Solving Missing Number Algorithm problem in JavaScript

This week I’ve been practicing solving algorithm problems on LeetCode to better prepare myself for job assessment tests. In this post, I will go over one algorithm problem that I assessed and derived the solution for.

Problem: Given an array nums containing n distinct numbers in the range [0, n], return the only number in the range that is missing from the array.

Constraints:

• n == nums.length
• 1 <= n <= 104
• 0 <= nums[i] <= n
• All the numbers of nums are unique.

Function Given:

var missingNumber = function(nums) {
};

To start off, it’s my personal preference to change the function given to be typed in standard JavaScript ES6 convention. The result is written below:

const missingNumber = (nums) => {

};

Step #1: Since we are given the array nums, we know that we will be referring to the array in order to find out the range of the array. For this example, this array will represent our test code array [3,0,1]. Based on the Gauss’ formula, we will express the expected sum by defining it with the Sum of n which in this case will be the following:

let expectedSum = nums.length * (nums.length + 1)/2;

nums.length is calculating the length of the array, so for our test case the formula will be shown as: 3 * (3+1)/2

Using the order of PEMDAS we get 6. This equation represents what the sum should be of the missing number which is 2 plus the other numbers in the array which are 0, 1, and 3. Adding these up we get 2+0+1+3 = 6.
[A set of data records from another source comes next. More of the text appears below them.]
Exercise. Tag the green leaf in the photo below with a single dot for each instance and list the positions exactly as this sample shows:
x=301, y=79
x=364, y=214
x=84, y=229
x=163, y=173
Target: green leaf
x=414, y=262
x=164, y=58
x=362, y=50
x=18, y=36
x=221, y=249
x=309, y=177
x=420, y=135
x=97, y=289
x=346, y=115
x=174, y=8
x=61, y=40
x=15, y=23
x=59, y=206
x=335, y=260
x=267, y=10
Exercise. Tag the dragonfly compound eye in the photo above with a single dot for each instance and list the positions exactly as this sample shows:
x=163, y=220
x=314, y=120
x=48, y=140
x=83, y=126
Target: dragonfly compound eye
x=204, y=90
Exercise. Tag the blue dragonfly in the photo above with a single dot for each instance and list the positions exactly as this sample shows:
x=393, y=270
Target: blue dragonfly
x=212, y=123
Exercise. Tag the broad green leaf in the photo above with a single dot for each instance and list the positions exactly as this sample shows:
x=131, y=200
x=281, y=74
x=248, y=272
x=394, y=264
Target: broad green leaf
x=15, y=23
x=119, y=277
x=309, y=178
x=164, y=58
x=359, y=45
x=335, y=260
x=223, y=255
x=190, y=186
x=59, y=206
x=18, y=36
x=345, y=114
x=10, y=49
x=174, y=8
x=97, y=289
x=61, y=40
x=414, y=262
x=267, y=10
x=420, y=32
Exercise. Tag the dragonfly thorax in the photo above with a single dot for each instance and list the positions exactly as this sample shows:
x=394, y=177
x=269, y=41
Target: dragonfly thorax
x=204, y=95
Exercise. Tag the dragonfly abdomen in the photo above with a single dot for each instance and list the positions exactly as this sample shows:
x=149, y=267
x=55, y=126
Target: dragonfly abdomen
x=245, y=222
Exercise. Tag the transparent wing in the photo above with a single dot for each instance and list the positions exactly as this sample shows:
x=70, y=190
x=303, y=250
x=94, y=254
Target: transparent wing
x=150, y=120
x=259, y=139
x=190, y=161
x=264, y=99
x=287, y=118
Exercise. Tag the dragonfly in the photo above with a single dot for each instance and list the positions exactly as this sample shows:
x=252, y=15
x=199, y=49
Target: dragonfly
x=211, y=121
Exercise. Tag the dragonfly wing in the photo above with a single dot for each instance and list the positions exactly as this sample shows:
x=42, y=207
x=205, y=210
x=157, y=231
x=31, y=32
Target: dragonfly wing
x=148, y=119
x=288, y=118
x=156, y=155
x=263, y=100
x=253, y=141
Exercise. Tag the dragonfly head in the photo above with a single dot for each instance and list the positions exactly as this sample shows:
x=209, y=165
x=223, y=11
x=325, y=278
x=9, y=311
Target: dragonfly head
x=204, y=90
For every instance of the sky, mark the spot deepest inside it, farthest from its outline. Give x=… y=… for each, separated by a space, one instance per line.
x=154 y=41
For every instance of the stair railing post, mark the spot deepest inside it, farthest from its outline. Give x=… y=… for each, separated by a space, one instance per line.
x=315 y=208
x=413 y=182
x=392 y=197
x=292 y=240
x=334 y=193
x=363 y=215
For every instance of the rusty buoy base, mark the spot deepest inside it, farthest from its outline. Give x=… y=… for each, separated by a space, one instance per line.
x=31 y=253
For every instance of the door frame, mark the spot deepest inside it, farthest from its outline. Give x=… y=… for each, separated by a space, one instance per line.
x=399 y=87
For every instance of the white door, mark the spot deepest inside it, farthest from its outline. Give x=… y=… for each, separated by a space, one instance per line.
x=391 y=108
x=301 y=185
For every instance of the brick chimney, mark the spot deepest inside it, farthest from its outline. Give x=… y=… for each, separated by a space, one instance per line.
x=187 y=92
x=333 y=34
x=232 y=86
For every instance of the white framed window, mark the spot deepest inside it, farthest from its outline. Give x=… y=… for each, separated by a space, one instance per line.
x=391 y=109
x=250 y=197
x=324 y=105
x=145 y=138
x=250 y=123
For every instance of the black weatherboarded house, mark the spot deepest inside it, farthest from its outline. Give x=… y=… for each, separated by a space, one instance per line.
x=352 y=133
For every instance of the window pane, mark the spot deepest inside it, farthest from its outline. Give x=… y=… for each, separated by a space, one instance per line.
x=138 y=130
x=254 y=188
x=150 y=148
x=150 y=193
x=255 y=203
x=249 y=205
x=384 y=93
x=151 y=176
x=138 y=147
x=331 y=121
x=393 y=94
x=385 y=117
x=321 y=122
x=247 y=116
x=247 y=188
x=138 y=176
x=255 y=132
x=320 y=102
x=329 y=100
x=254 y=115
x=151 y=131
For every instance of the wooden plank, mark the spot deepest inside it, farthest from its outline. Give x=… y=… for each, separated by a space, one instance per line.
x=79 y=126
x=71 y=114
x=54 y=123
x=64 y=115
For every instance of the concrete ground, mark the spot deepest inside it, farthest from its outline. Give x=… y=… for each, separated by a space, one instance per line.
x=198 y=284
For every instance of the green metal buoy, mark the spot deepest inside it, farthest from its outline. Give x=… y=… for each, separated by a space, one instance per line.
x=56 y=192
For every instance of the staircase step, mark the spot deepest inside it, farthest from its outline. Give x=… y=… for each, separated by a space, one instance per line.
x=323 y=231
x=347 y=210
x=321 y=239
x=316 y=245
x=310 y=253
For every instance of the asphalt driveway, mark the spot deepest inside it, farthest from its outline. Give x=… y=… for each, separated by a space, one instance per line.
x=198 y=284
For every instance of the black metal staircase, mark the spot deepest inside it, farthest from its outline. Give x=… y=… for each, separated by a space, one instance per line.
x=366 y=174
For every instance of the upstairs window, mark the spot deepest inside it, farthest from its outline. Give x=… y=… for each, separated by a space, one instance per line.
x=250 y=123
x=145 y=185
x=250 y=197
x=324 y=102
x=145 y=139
Step #2: We will define that actual sum to be if we were to start with no amounts in the array which will be 0. So we will define it as such below:

let actualSum = 0

Step #3: We will use the for loop iteration statement in order to iterate until a specified condition evaluates to false.
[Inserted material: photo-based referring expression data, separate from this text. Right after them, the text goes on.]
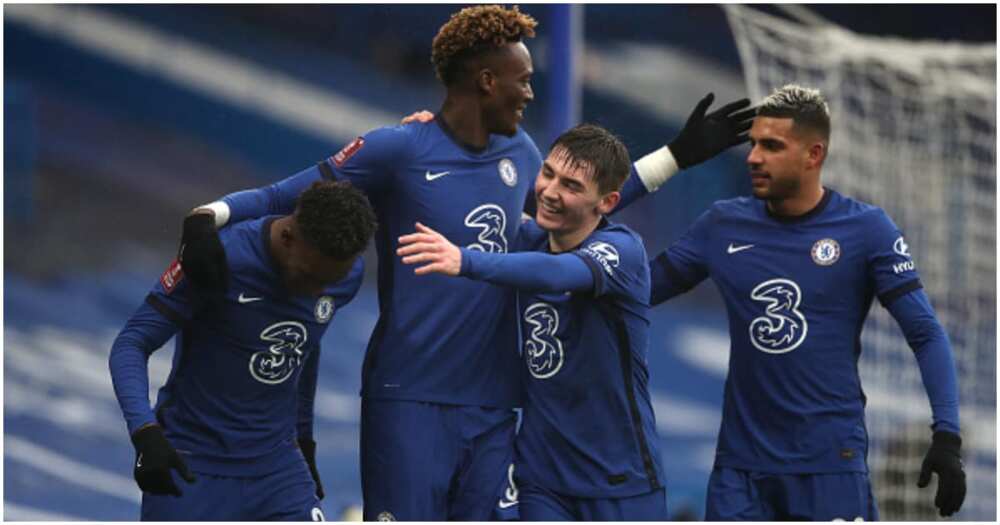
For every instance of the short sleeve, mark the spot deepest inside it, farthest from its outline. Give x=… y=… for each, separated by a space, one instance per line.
x=891 y=269
x=617 y=260
x=369 y=162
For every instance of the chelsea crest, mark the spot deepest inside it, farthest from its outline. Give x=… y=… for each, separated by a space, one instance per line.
x=826 y=252
x=508 y=173
x=324 y=309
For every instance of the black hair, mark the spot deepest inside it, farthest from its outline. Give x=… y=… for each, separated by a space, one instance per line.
x=335 y=218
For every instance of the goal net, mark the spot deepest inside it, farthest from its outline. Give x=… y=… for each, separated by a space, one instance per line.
x=914 y=132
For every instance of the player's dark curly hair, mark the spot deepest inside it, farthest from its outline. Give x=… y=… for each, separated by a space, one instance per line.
x=596 y=149
x=335 y=218
x=474 y=31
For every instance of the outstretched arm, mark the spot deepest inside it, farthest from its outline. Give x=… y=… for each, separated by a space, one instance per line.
x=932 y=349
x=525 y=270
x=704 y=136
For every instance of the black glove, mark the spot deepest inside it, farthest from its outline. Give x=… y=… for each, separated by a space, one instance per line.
x=154 y=460
x=705 y=136
x=945 y=458
x=201 y=254
x=308 y=447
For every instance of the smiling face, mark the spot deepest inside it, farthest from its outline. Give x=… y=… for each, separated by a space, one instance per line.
x=505 y=87
x=568 y=198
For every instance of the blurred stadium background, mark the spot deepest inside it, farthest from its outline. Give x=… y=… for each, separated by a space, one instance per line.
x=119 y=118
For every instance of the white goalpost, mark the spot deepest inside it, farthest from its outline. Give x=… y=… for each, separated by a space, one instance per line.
x=914 y=132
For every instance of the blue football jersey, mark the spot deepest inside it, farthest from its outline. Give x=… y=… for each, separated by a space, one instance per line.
x=588 y=428
x=440 y=339
x=797 y=291
x=230 y=402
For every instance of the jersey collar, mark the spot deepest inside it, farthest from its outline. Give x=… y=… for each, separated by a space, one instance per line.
x=451 y=135
x=792 y=219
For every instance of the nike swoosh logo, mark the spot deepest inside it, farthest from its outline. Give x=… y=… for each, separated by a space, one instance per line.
x=733 y=248
x=243 y=299
x=432 y=176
for ([initialExpression]; [conditionExpression]; [incrementExpression])
  statement

We will show the above for loop statement description as:

for(let i = 0 ; i <= nums.length ; i++){

}

Which simply just says we will start at the index (i) equal to 0, when i is less then or equal to the array length, we will increment the amount.

Within the for loop statement curly braces we will need to set the conditional statement for when there is an amount within the array. To do so we will type:

if(nums[i])

After that, we define the equation for when we do have index amounts within the array to add to the actual sum:

actualSum += nums[i]

So if we fill in the amounts we get, 0+3+0+1 = 4.
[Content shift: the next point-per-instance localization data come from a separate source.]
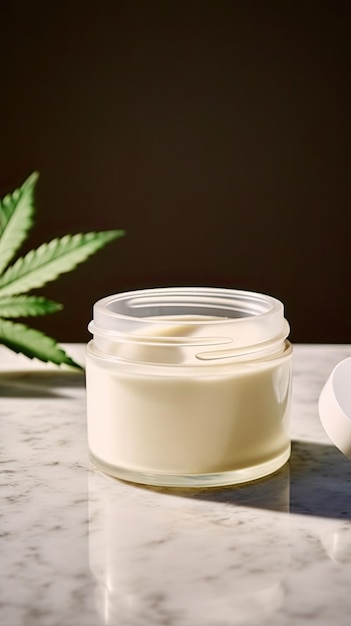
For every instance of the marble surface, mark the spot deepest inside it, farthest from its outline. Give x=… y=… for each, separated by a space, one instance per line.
x=79 y=548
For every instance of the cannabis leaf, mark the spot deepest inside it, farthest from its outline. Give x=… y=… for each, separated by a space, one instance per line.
x=16 y=218
x=35 y=269
x=40 y=266
x=33 y=343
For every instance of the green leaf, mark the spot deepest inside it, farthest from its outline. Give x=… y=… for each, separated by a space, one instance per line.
x=23 y=306
x=33 y=343
x=16 y=218
x=52 y=259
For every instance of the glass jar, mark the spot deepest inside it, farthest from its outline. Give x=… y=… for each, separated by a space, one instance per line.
x=188 y=386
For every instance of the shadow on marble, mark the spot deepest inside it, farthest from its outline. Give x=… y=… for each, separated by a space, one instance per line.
x=40 y=384
x=315 y=482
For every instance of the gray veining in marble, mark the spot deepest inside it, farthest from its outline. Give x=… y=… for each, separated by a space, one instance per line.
x=79 y=548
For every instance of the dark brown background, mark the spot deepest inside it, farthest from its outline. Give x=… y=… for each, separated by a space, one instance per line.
x=215 y=132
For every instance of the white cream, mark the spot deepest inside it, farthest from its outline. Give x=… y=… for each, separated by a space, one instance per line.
x=159 y=414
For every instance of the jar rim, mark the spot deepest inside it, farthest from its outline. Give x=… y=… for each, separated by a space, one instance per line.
x=218 y=320
x=150 y=304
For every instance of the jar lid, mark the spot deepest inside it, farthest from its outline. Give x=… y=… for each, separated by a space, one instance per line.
x=335 y=406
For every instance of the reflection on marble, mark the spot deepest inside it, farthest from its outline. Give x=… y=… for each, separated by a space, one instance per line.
x=79 y=548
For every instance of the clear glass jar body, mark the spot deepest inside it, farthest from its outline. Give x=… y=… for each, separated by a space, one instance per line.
x=188 y=386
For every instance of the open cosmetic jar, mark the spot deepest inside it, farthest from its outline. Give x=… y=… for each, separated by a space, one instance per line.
x=188 y=386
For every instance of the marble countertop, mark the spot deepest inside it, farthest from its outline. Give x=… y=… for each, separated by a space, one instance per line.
x=79 y=548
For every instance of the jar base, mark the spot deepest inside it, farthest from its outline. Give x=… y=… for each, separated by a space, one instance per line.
x=218 y=479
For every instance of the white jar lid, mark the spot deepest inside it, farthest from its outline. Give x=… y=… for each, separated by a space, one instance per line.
x=335 y=406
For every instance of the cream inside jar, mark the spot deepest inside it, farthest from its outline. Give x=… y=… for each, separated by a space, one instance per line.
x=188 y=386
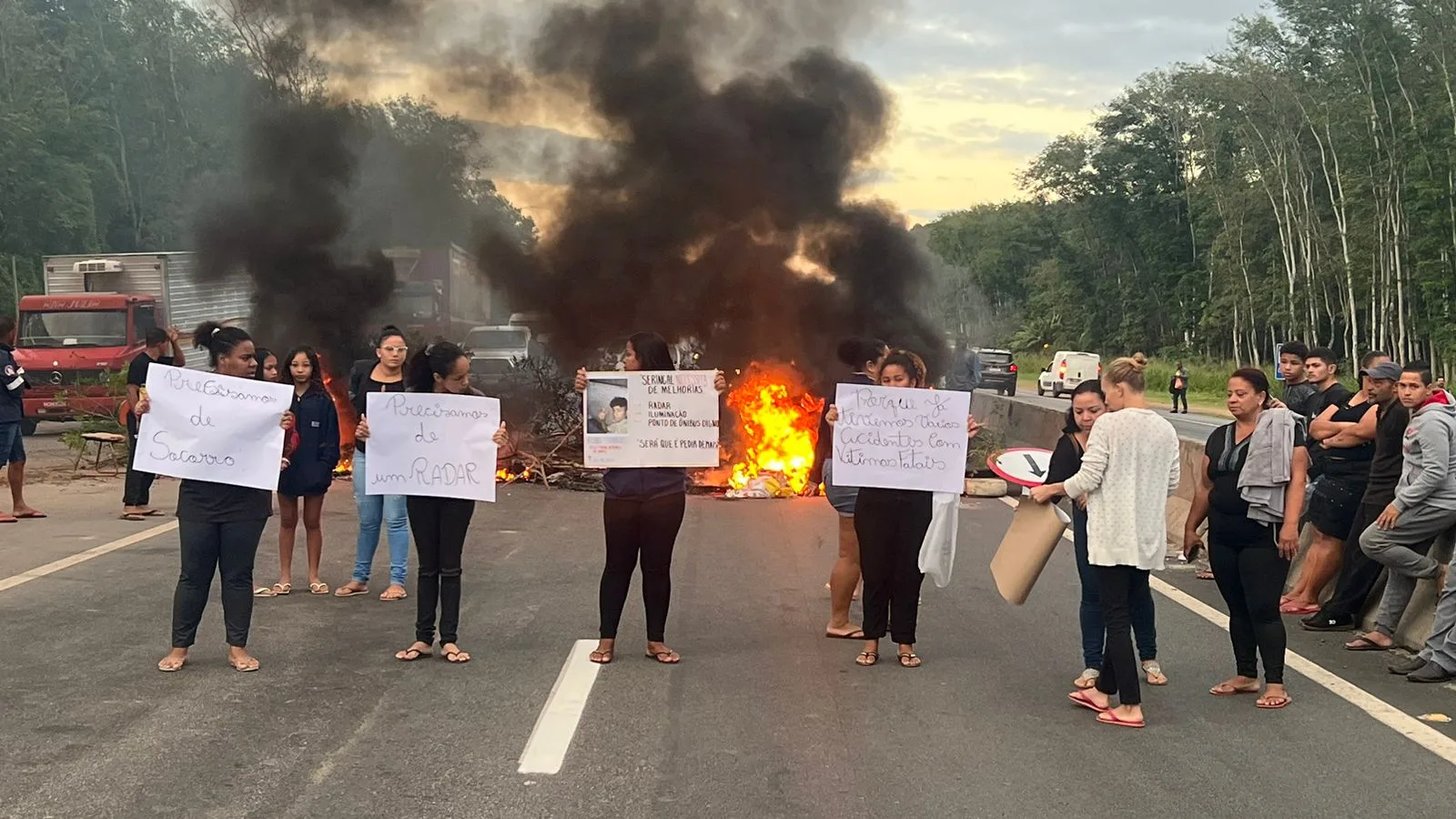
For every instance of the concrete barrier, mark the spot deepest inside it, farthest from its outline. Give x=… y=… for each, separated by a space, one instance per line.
x=1030 y=424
Step #4: After the for loop statement, we need to return the last formula to read when you take the summation of what was expected (i.e 0+1+2+3) and subtracting what we actually got (i.e 3+0+1) we get:

return expectedSum — actualSum

This translates to 6–4 = 2. Two is the amount that is the missing number.

Summary: The below function is what we have as the solution to this problem.

const missingNumber = (nums) => {
let expectedSum = nums.length * (nums.length + 1)/2;
let actualSum = 0;

for(let i = 0 ; i <= nums.length ; i++){
if(nums[i])
actualSum += nums[i]
}
return expectedSum — actualSum;
};

I hope you understood one of the many solutions to this algorithm problem!